A NUMERICAL ALGORITHM FOR L2 SEMI-DISCRETE OPTIMAL TRANSPORT IN 3D

This paper introduces a numerical algorithm to compute the L-2 optimal transport map between two measures mu and nu, where mu derives from a density rho defined as a piecewise linear function (supported by a tetrahedral mesh), and where nu is a sum of Dirac masses. I first give an elementary presentation of some known results on optimal transport and then observe a relation with another problem (optimal sampling). This relation gives simple arguments to study the objective functions that characterize both problems.
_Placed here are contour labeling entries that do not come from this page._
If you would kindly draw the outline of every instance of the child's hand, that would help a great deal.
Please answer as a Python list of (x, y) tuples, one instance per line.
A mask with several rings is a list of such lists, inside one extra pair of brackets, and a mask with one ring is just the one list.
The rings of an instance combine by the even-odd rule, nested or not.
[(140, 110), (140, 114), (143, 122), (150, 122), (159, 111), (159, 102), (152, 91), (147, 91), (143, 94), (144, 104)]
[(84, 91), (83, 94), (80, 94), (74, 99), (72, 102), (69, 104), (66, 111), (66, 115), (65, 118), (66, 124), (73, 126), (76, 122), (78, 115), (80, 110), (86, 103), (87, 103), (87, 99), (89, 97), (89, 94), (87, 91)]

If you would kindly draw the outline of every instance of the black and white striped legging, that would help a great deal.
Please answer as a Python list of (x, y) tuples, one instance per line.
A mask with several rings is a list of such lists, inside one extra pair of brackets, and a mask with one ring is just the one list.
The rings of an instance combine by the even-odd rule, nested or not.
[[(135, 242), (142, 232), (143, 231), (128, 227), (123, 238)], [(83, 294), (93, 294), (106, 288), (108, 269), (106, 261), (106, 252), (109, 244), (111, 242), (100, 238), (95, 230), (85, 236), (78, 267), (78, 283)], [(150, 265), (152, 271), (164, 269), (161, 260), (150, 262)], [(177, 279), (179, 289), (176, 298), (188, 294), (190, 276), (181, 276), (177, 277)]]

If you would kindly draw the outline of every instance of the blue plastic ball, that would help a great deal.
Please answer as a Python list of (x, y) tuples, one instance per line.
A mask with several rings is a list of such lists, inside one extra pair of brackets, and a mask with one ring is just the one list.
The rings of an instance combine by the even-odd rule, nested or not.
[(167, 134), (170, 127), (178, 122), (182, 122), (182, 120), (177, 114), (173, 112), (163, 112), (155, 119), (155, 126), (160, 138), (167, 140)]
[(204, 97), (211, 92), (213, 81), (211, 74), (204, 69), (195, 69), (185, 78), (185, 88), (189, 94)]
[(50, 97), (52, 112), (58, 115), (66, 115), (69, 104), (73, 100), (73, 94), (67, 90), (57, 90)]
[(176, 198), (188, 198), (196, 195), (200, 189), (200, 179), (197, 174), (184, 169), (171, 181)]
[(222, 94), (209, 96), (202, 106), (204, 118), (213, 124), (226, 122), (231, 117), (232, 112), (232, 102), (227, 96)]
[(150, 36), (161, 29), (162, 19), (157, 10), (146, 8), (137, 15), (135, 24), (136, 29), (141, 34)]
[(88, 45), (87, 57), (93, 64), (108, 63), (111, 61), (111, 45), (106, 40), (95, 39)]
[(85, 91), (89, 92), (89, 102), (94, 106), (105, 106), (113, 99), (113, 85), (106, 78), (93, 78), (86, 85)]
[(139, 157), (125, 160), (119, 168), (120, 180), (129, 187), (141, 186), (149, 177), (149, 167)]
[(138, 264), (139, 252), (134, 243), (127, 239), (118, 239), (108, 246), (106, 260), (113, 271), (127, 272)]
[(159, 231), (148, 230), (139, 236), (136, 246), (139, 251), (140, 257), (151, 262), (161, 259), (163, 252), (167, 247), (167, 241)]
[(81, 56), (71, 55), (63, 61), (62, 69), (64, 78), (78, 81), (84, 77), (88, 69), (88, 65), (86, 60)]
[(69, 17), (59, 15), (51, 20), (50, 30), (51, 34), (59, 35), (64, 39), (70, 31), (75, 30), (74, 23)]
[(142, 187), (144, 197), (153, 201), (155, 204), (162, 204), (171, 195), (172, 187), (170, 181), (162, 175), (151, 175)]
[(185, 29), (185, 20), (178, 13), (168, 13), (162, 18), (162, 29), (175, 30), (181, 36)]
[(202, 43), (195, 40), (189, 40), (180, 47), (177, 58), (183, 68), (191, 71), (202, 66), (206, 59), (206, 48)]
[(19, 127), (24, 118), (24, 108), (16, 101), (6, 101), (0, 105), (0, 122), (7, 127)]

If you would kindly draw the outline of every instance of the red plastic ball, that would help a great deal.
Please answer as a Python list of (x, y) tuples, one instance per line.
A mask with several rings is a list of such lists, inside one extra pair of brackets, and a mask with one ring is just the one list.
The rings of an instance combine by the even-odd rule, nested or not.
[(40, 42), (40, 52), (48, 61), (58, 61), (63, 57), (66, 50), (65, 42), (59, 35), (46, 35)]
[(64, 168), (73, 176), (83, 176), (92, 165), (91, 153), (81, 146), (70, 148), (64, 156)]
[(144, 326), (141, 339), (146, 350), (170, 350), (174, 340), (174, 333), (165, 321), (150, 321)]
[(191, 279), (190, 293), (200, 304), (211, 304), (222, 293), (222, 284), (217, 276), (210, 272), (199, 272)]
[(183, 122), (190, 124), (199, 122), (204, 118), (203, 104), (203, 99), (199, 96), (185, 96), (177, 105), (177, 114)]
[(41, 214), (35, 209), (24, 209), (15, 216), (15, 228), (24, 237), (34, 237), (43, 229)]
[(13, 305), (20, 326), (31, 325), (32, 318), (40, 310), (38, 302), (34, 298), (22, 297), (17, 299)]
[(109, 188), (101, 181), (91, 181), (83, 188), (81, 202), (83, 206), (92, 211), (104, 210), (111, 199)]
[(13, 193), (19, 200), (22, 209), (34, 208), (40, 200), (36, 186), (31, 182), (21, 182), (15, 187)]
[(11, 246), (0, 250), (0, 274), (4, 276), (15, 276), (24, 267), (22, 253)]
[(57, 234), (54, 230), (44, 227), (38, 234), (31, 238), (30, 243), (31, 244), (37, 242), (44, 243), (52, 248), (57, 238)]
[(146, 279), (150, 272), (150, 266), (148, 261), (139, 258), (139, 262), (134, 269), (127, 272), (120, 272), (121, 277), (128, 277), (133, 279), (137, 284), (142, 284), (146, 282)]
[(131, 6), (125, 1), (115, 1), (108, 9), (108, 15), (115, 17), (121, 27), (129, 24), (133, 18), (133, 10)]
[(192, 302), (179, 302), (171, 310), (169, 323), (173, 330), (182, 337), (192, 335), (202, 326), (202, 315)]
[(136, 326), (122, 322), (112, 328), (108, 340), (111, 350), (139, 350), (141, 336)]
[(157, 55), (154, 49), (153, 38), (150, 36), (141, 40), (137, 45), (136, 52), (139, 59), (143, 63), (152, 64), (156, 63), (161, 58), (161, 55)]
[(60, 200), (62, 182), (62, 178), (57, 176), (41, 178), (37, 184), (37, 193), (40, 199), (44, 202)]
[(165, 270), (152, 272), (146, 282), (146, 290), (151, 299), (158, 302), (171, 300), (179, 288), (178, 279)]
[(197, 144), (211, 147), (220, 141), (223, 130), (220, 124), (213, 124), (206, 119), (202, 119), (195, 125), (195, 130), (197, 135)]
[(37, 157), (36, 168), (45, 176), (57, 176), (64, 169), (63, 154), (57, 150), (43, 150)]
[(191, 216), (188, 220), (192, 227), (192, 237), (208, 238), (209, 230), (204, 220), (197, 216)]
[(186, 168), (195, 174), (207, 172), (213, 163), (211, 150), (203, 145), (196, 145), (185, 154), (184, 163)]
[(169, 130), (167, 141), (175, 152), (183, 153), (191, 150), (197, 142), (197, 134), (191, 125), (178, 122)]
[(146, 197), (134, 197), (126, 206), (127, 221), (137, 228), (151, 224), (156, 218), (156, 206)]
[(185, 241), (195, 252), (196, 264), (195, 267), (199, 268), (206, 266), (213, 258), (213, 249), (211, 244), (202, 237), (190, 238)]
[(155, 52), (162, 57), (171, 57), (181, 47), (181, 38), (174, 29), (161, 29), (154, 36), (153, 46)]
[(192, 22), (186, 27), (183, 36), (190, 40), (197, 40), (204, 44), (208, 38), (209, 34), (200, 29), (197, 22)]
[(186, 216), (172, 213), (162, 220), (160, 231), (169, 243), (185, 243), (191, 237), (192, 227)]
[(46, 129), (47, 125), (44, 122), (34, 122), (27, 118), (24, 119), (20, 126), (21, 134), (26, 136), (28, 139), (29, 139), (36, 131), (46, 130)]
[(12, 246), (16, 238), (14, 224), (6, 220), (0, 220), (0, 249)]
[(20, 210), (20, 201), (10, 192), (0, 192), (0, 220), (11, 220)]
I then propose a practical algorithm to compute the optimal transport map between a piecewise linear density and a sum of Dirac masses in 3D. In this semi-discrete setting [Aurenhammer et al., Proc. of 8th Symposium on Computational Geometry (1992) 350-357] showed that the optimal transport map is determined by the weights of a power diagram. The optimal weights are computed by minimizing a convex objective function with a quasi-Newton method. To evaluate the value and gradient of this objective function, I propose an efficient and robust algorithm, that computes at each iteration the intersection between a power diagram and the tetrahedral mesh that defines the measure mu. The numerical algorithm is experimented and evaluated on several datasets, with up to hundred thousands tetrahedra and one million Dirac masses.